The process involves two keys submodels. The first, aims to identify the location and scale of K potential clusters. The second, aims to identify which cluster is most likely to have generated a given data point.

\begin{aligned} \begin{pmatrix} Y_{i,1} \\ \vdots \\ Y_{i,D} \end{pmatrix} &\sim \text{MVN}\!\left( \begin{pmatrix} \mu_{z_i,1} \\ \vdots \\ \mu_{z_i,D} \end{pmatrix}, \, \Sigma_{z_i} \right) \\ \\ \begin{pmatrix} \mu_{k,1} \\ \vdots \\ \mu_{k,D} \end{pmatrix} &\sim \text{MVN}\!\left( \begin{pmatrix} A_{1} \\ \vdots \\ A_{D} \end{pmatrix}, \, B \right) \\ \\ \Sigma_k &= \text{Diag}(\sigma_k) \Omega_k \text{Diag}(\sigma_k) \\ \\ \sigma_{[k,d]} &\sim \text{HalfCauchy}(1) \\ \\ \Omega_k &\sim \text{LKJ}(2) \\ \\ z_{i} &\sim \text{Categorical}(\pi) \\ \\ \pi_{i}(\beta_{1:K}) &= \beta_i \prod_{j<K} (1-\beta_j) \\ \\ \beta_k &\sim \text{Beta}(1, \alpha) \\ \\ \alpha &\sim \text{Gamma}(1, 10) \\ \end{aligned}

Where :

  • \begin{pmatrix} Y_{[i,1]} \\ \vdots \\ Y_{[i,D]} \end{pmatrix} is the i-th observation of a D-dimensional data array.

  • \begin{pmatrix}\mu_{[k,1]} \\ \vdots \\ \mu_{[k,D]}\end{pmatrix} is the k-th parameter vector of dimension D.

  • \begin{pmatrix} A_{1} \\ \vdots \\ A_{D} \end{pmatrix} is a prior for the mean vector as derived from mean of the raw data.

  • B is the prior covariance of the cluster means, and is setup as a diagonal matrix with 0.1 along the diagonal.

  • \Sigma_k is the DxD covariance matrix of the k-th cluster (it is composed from \sigma_k and \Omega_k).

  • \text{Diag}(\sigma_k) is a diagonal matrix whose diagonal entries are the standard deviations: \text{Diag}(\sigma_k) = \begin{pmatrix} \sigma_{[k,1]} & 0 & \cdots & 0 \\ 0 & \sigma_{[k,2]} & & \vdots \\ \vdots & & \ddots & 0 \\ 0 & \cdots & 0 & \sigma_{[k,D]} \end{pmatrix}.

  • \sigma_{k} is a D-vector of standard deviations for the k-th cluster where each element, d, has a half-cauchy prior.

  • \Omega_k is a correlation matrix for the k-th cluster.

  • z_i is a latent variable that maps observation i to cluster k.
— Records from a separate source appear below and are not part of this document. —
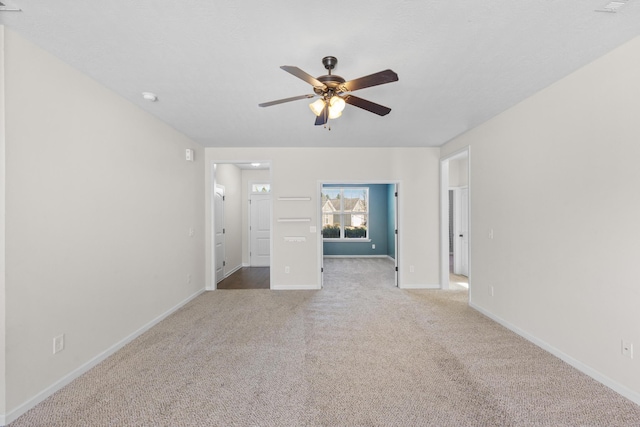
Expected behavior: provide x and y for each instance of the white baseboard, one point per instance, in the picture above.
(418, 286)
(233, 271)
(632, 395)
(17, 412)
(294, 287)
(357, 256)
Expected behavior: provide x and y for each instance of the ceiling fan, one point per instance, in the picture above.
(332, 90)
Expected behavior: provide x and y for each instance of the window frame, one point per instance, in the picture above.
(342, 215)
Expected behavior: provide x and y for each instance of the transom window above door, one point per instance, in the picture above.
(345, 213)
(260, 187)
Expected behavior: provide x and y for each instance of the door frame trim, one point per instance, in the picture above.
(444, 215)
(396, 183)
(211, 285)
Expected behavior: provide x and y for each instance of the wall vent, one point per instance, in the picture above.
(613, 6)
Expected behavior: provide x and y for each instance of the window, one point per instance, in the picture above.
(262, 187)
(345, 212)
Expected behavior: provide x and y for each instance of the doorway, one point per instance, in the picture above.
(232, 221)
(260, 229)
(359, 220)
(455, 229)
(218, 227)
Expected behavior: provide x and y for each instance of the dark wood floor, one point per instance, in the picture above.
(247, 278)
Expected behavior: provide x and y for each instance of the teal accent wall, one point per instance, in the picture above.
(378, 224)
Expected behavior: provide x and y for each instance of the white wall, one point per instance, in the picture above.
(2, 233)
(99, 201)
(556, 177)
(230, 176)
(297, 172)
(458, 172)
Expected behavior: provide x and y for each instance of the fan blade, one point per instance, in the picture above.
(282, 101)
(382, 77)
(378, 109)
(304, 76)
(323, 117)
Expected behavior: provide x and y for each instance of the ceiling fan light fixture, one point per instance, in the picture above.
(317, 106)
(333, 114)
(336, 104)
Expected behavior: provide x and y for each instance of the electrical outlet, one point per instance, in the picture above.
(58, 344)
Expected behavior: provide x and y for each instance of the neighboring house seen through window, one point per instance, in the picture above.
(345, 212)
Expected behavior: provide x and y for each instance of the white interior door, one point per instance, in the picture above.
(464, 230)
(218, 226)
(461, 231)
(260, 230)
(395, 232)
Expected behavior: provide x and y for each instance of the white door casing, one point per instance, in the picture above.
(461, 231)
(464, 231)
(218, 226)
(260, 230)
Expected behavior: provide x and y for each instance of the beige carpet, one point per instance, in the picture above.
(360, 352)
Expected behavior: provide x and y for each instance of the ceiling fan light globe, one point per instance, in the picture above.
(333, 114)
(317, 106)
(336, 103)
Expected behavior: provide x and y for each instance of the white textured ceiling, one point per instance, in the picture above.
(459, 62)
  • \pi is a vector of K cluster weights, some of which may be close to zero if the predicted number of clusters is less than the maximum number of clusters.

  • \beta_k: The set of K Beta-distributed random variables used in the stick-breaking process to construct the mixture weights.
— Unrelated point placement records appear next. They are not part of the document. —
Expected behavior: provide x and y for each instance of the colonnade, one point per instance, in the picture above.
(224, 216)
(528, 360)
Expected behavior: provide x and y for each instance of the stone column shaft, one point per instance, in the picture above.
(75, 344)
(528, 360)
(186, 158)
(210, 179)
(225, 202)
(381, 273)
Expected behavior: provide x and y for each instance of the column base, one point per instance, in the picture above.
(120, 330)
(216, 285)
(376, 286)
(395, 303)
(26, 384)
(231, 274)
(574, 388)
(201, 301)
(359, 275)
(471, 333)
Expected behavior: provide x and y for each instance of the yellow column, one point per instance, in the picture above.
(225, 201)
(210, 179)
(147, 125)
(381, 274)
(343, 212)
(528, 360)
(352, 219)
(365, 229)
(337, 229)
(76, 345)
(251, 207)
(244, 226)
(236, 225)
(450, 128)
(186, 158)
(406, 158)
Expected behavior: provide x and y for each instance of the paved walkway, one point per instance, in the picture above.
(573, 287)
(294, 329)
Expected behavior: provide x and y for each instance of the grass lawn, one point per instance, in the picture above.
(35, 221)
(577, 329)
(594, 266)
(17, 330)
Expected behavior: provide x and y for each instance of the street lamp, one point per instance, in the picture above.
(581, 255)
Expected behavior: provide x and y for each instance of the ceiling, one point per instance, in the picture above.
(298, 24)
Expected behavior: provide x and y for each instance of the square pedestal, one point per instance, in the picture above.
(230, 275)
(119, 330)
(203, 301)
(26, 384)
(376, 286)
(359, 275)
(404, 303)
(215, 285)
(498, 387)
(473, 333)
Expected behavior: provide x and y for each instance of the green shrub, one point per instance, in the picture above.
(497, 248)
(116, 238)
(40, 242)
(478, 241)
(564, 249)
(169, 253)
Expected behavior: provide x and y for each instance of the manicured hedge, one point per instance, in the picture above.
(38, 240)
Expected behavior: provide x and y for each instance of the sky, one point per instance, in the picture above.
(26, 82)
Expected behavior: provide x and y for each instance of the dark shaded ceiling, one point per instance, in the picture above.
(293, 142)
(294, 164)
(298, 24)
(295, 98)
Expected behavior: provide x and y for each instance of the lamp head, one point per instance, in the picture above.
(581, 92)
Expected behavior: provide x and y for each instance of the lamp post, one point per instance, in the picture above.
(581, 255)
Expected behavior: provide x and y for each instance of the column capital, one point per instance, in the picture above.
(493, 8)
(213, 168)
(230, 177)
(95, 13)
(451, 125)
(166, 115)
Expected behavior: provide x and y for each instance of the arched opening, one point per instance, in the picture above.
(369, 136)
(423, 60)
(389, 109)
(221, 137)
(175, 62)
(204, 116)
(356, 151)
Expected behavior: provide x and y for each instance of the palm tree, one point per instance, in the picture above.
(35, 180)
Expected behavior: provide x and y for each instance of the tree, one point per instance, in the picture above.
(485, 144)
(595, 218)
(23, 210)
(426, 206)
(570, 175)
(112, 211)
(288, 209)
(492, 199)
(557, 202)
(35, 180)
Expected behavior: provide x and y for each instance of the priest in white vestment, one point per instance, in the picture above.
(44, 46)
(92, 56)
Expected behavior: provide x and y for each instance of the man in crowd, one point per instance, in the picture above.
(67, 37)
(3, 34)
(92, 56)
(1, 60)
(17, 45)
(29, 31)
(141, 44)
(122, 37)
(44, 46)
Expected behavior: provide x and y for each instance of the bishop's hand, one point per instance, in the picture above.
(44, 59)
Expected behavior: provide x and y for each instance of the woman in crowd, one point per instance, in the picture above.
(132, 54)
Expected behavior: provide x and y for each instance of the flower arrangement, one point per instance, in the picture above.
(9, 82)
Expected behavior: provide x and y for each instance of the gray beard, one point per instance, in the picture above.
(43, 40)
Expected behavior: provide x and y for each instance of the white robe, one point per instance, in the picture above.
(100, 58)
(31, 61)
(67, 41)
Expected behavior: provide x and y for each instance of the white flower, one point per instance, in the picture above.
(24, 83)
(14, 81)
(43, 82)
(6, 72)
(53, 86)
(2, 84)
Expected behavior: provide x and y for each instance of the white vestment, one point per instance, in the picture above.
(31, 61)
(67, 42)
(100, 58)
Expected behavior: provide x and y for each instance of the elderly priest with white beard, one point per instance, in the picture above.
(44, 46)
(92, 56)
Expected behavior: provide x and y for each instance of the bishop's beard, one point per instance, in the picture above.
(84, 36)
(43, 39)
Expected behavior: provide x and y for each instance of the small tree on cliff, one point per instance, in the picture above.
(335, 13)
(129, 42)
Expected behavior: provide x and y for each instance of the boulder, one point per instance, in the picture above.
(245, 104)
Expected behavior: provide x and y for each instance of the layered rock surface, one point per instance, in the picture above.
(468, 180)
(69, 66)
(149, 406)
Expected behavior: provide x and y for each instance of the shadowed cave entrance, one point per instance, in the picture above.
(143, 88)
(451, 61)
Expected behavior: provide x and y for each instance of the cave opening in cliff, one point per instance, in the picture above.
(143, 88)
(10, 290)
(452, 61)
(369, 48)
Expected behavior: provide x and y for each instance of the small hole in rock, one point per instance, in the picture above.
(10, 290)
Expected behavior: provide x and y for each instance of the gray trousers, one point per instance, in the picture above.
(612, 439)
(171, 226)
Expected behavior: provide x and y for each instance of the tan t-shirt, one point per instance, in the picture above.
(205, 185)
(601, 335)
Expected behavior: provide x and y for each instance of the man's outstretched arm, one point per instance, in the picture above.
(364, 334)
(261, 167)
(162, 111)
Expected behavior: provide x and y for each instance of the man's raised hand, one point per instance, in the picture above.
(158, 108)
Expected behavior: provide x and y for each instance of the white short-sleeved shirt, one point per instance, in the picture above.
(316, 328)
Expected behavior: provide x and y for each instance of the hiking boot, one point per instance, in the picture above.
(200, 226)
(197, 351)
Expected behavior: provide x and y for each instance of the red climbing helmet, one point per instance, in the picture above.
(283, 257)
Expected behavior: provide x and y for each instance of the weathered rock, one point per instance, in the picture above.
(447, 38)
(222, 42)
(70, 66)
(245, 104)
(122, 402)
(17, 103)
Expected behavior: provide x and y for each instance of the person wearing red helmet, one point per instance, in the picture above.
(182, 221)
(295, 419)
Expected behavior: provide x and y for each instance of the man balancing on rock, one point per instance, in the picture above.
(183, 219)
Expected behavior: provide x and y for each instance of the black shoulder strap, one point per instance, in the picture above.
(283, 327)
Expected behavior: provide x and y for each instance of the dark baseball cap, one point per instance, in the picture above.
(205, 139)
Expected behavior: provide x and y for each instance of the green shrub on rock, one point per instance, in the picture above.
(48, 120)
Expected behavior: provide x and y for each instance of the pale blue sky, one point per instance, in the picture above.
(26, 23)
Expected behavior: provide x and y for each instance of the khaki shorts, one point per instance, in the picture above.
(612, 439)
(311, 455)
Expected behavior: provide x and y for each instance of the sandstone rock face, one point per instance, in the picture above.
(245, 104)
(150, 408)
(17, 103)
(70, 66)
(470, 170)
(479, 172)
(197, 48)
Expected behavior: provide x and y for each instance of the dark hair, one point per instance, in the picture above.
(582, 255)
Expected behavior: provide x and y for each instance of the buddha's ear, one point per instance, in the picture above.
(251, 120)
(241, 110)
  • \alpha: The concentration parameter, controlling the effective number of clusters.

Notes

Note
  • The primary advantage of the DPMM is the automatic inference of the number of clusters. The posterior distribution of the weights w reveals which components are β€œactive”, giving a probabilistic estimate of K.

  • Prior \alpha strongly influence the predicted number of clusters. Below are examples of this relationship:

Impact of Gamma Prior Hyperparameters on Cluster Counts
Shape Rate Behavior
1 15 Forces very few clusters
5 1 Encourages many small clusters
10 2 Same mean, less variance
2 0.5 Moderately many clusters
15 1 Explosive prior cluster count

Reference(s)

https://en.wikipedia.org/wiki/Dirichlet_process https://pyro.ai/examples/dirichlet_process_mixture.html

References

Gershman, Samuel J, and David M Blei. 2012. β€œA Tutorial on Bayesian Nonparametric Models.” Journal of Mathematical Psychology 56 (1): 1–12.